Orion-III: Antimatter Spotted (Entry to @SciFi's October Contest)

30 2 11
                                    

Note: This short story is also published as its own in my profile. However, this isn't the final version of the entry. The final version will not be up in this compilation of short stories. It will be published as its own story, and will be entered to @SciFi's contest.

Enjoy, and please give critiques. It'll help me a lot.

* * * * *

"Captain's voice log, 2354, mission day 75.

We finally pushed into the zone where the 'Astragalus' recorded the anomaly. So far, we only found empty space. I was always skeptic about the Astragalus' reports and everything seems to support the theory this was all a big hoax and our mission a wild goose chase..."

"Cap? Need you on the bridge now. Eve registers an extensive asteroid field. And... oh my god!"

* * * * *

Captain Caccese's chair swiveled over to the controls as he heard his panicking crew over the intercom.
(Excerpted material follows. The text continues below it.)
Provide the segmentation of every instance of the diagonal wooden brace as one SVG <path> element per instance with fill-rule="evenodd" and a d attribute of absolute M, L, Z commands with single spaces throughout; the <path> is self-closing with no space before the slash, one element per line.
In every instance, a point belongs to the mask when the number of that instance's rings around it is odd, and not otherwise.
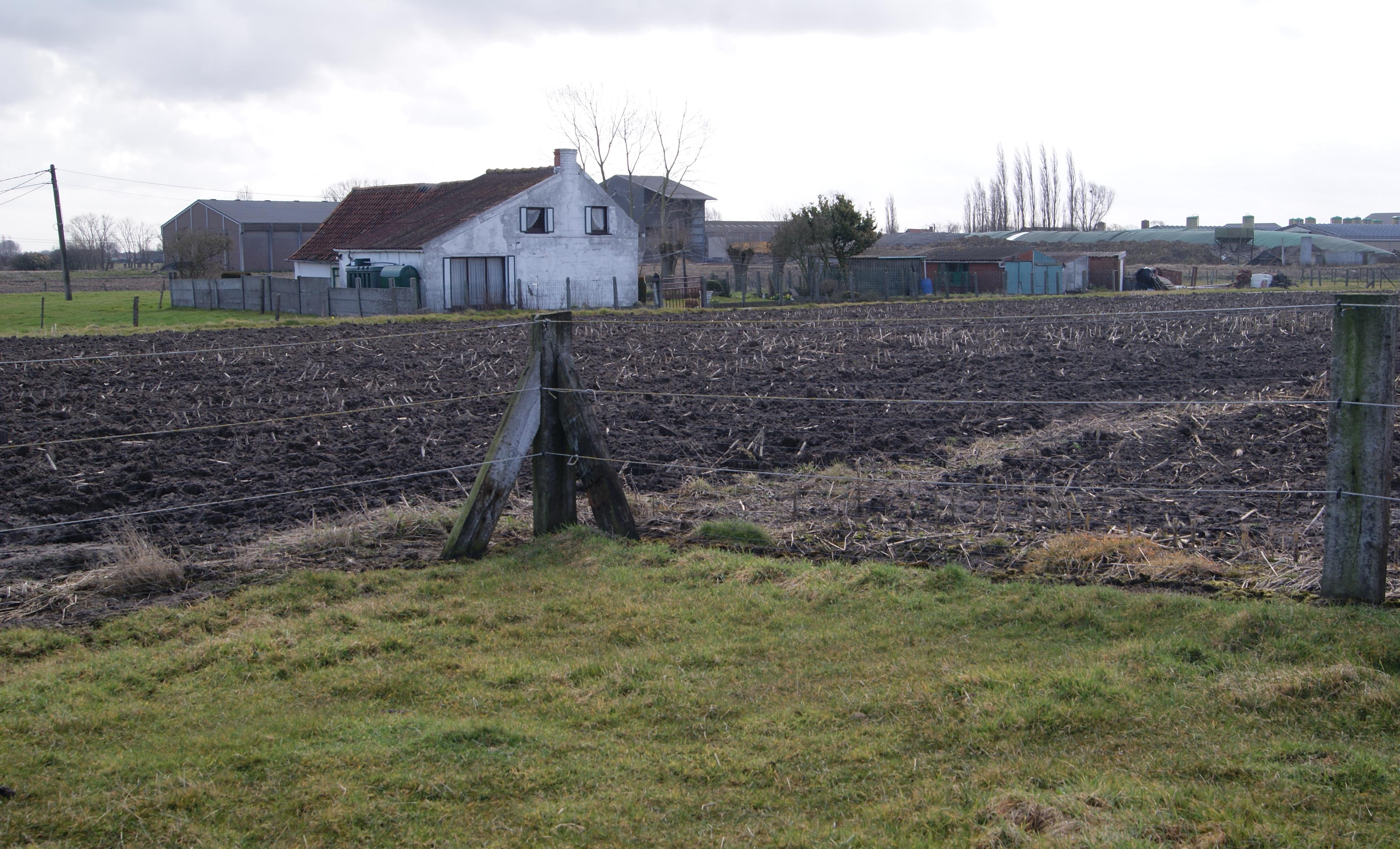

As his chair's momentum went slower, the captain typed in a command. I wish voice commands for logging in were real.

A hologram, produced against the flight deck's window to a literal vacuum, rose out and displayed an HTML page of Orion-III's network system, with a green background and a long, white, empty horizontal bar that indicated him to type the password in order to login to Orion-III's communication and navigation networks.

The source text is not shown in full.